GTID replication

Intro

Let’s write about 0 downtime database movements, let’s say we want to streamline a process to move a database (mysql) from an ec2 instance to a kubernetes cluster in another AWS account. Without a single second of downtime.

I will use GTIDs just for the fun sake of it. Let’s always RTFM

Global Transaction IDs are a way to ensure consistency when mirroring a database. For every transaction in the origin (master) database, a global identifier is written in the binary log of that database. Binary logs (or the binlog table) store the actual transaction data. They are not mutually exclusive with the binlogs, they are complementary.

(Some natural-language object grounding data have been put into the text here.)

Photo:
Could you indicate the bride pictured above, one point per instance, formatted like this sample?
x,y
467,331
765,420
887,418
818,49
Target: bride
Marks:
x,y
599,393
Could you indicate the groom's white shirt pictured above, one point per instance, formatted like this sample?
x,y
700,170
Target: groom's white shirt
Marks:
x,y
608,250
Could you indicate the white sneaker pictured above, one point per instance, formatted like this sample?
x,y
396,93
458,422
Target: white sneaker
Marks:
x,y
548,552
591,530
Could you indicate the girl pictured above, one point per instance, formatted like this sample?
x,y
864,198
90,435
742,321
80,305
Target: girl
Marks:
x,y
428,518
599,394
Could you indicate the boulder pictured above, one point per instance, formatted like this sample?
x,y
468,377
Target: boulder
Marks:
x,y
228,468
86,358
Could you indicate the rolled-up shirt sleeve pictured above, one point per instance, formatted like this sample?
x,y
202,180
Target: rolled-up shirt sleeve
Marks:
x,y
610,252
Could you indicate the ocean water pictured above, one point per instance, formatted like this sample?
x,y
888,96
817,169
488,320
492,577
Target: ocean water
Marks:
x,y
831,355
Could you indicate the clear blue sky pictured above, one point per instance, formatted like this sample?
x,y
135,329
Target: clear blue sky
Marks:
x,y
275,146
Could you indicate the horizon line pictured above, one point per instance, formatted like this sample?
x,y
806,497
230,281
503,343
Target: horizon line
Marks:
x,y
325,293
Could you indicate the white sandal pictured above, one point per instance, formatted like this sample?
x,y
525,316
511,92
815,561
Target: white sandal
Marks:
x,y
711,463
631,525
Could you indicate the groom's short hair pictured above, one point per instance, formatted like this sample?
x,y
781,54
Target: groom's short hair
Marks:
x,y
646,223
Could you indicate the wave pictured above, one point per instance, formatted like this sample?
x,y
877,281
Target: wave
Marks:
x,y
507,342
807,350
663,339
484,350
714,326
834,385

In other words: Binlog can exist without GTID mode. GTID mode cannot exist without Binlog.

Let’s say we have this initial state: ec2_instance

TLDR

In short, our steps should be as follows:

  1. Configure origin mysql server to allow GTID replication (consistency is a MUST).
  2. Set up a peering connection between the AWS accounts.
  3. Perform a hot-backup with percona xtrabackup for an initial dump.
  4. Stream upload the backup to an s3 bucket.
  5. Upload credentials in hashicorp vault.
  6. Deploy a helm chart
  7. Instruct the replica to use the origin as the replication data source and to use auto-positioning.

Hands on

Step 1: Prepare origin DB

In this step we will prepare the origin DB, upload the credentials to hashicorp Vault and upload the hot-backup to s3.

step_1 We want to ensure seamless replication, so there is no risk of data loss and the master and the replica are always in sync. This is why we choose to use GTID-based replication. If GTID is not enabled before taking the dump:

  • The transactions in the dump will not have GTID information.
  • The replica cannot use GTID-based replication, as GTIDs are not recorded in the source’s binary logs for those transactions.

To check if GTIDs are enabled in our servers we can check with the mysql command SHOW VARIABLES LIKE 'gtid_mode';

We must set both variables enforce_gtid_consistency and gtid_mode to ON.

FYI: the mysql.gtid_executed system table is used to preserve the assigned GTIDs of all the transactions applied on a MySQL server, except those that are stored in a currently active binary log file. This table is used to preserve GTID history even after binary logs are deleted.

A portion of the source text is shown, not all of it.